The Committee on Trustees and Governance has been working on a number of different projects including completion of a more robust conflict of interest policy, encouraging the development of board committee charters, evaluating the annual board self-assessment, and identifying potential trustees we plan to invite to attend the January board meeting. The committee presented the COI policy for a vote and it was approved unanimously. The board self-assessment provided with meaningful feedback to guide the trustees and administration forward in our work over the next year.
The Diversity, Equity and Inclusion (DEI) Committee has been working on drafting a charter as well as looking to update the school’s strategic plan to better reflect the increased focus on DEI issues, set and achieve measurable goals, and communicate these efforts to all who are interested in this essential topic. There is an ongoing effort to improve outreach to all of the constituents interested in the school’s DEI efforts. We are aware that a clear definition of the board role is very important in order to have meaningful strategic goals with achievable and measurable actions.
The audit committee has reviewed and recommended approval of the year’s financial audit. It also reviewed the school’s tax forms. The board reviewed and approved both documents.

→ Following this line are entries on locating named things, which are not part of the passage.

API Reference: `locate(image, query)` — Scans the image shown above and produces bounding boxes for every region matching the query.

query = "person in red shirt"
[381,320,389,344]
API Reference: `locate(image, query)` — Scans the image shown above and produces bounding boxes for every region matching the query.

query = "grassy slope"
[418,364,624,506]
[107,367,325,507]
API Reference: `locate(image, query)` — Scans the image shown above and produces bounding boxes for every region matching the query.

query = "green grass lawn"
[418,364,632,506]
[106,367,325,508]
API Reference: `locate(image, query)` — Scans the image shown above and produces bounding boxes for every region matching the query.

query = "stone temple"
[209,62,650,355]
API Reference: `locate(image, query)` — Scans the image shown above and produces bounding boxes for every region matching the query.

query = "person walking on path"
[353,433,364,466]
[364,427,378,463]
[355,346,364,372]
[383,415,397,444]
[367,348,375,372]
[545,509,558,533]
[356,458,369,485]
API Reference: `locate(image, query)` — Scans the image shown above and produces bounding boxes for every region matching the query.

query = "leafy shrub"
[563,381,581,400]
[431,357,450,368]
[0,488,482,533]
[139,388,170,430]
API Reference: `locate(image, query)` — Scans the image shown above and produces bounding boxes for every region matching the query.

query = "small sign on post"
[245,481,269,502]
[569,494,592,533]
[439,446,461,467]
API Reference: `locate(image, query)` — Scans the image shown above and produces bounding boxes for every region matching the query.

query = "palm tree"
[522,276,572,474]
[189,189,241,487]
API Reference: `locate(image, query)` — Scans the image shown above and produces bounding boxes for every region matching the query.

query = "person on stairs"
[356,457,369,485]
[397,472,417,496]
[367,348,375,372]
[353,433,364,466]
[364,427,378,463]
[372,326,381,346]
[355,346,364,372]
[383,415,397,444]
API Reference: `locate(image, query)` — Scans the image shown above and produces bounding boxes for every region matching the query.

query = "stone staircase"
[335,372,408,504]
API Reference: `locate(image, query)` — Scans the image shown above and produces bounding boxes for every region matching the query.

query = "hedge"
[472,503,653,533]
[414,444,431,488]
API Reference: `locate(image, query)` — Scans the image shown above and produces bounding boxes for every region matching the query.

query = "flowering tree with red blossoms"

Hugh Montgomery provided a brief update on development which noted the tremendous success of the previous year’s Annual Fund and the importance of the ongoing support. He also expressed appreciation for the board’s leadership and enthusiasm for the partnership the school has developed with Graham-Pelton, the consulting firm assisting us with the comprehensive campaign.
The board of trustees will meet in the middle of January for a more extended session. On behalf of the entire board, I want to extend our heartfelt gratitude to the faculty, staff, students, and families for all of the hard work done over the last eight months to keep Putney not only running but in many ways thriving under difficult circumstances. We are also grateful for the commitment to continuing this hard work as we look to brighter days this spring.
I’d like to close by expressing my deep thanks to all trustees who have once again exceeded expectations and worked so hard to ensure the vitality of Putney, and to all who continue to demonstrate a strong interest in school.